“But she is not even in love with him!”

“I dare say not. He wants a wife: she accepts a husband. The two women who were in love with him he wouldn’t have.”

Lady Romfrey sighed deeply: “He has lost Cecilia! She might still have been his: but he has taken to that girl. And Madame de Rouaillout praises the girl because—oh! I see it—she has less to be jealous of in Miss Denham: of whose birth and blood we know nothing. Let that pass! If only she loved him! I cannot endure the thought of his marrying a girl who is not in love with him.”

“Just as you like, my dear.”

“I used to suspect Mr.

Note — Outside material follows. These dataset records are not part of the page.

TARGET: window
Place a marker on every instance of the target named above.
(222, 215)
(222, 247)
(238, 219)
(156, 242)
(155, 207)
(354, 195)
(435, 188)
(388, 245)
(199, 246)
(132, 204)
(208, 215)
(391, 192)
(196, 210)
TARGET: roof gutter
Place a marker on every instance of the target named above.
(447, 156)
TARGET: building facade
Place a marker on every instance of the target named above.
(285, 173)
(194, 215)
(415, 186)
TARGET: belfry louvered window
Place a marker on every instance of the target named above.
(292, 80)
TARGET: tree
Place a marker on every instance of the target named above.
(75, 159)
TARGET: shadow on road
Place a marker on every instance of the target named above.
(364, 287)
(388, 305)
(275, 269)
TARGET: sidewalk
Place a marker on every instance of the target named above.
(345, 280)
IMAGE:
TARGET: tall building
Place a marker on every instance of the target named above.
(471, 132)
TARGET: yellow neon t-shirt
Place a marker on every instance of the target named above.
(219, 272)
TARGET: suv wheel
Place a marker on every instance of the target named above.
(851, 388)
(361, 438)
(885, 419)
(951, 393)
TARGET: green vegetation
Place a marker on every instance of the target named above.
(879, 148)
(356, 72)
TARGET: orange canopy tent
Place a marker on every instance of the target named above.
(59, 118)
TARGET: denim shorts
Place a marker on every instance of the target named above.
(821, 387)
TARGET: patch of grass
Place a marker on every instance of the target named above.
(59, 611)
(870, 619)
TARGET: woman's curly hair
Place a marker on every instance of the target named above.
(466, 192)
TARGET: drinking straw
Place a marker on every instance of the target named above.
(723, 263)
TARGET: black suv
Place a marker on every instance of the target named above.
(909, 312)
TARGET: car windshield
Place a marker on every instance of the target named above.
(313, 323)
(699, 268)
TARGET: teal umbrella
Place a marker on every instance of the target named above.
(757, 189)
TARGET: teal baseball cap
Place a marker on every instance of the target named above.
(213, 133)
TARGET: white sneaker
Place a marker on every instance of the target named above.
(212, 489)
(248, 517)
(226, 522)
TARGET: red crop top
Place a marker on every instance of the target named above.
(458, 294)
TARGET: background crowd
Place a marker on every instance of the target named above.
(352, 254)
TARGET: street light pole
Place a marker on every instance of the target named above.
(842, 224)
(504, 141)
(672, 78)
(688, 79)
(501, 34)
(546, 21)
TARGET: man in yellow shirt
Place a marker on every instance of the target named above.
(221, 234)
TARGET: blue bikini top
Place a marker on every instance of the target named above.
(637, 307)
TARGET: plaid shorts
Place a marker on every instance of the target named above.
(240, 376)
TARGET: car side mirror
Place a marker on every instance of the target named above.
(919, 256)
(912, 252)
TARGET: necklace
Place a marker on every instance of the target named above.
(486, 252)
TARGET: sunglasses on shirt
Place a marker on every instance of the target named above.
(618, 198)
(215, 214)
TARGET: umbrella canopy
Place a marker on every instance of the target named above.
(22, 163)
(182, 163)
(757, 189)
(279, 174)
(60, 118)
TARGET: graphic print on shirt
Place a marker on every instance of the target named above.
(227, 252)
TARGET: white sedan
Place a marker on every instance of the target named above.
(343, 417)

Lydiard.”

“Perhaps he’s the man.”

“Oh, what an end of so brilliant a beginning!”

“It strikes me, my dear,” said the earl, “it’s the proper common sense beginning that may have a fairish end.”

“No, but what I feel is that he—our Nevil!—has accomplished hardly anything, if anything!”

“He hasn’t marched on London with a couple of hundred thousand men: no, he hasn’t done that,” the earl said, glancing back in his mind through Beauchamp’s career. “And he escapes what Stukely calls his nation’s scourge, in the shape of a statue turned out by an English chisel. No: we haven’t had much public excitement out of him. But one thing he did do: he got me down on my knees!